June 2008Issue 412



Daniel Variations

by Steve Reich

Product information
(Nonesuch 7559 799 494 CD)
Star rating
***

Daniel Variations by Steve Reich

Daniel Pearl was an American journalist who was taken hostage, then murdered most cruelly by Islamic fundamentalists in Pakistan in 2002. His final words, as recorded in the video made by his captors, were ‘I am Jewish’.

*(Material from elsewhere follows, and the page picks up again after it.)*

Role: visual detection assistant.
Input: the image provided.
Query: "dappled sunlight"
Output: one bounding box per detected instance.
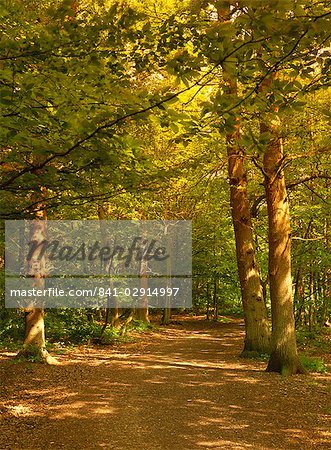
[0,324,330,450]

Pearl’s killing has already inspired many responses: the film, A Mighty Heart, is probably the best known. Steve Reich, on the other hand, picks up on another motif as a way of paying tribute: Pearl was an amateur violinist, and it’s this detail that fuels the composer’s homage. The commissioning of Reich for this work is an obvious one: since 1989’s Different Trains, much of the American’s work has been a deep interrogation of his own Jewish faith and tradition. And even before, Reich’s precise and innovative music has never been divorced from politics: 1965’s It’s Gonna Rain, for example, used a tape loop from one black victim of police brutality. This is an album of two pieces: the chiming pianos and jazzy cadences of the three-part ‘Variations for Vibes, Piano and Strings’ are vintage Reichian superstructures, but it is the four ‘Daniel Variations’ that are really memorable. Solo violin figures abound, almost dancing in the gaps between the texts – from the Book of Daniel and Pearl himself – sung by the Los Angeles Master Chorale. In this way, Reich manages his sounds – small and intimate, large and memorializing – in a masterly way.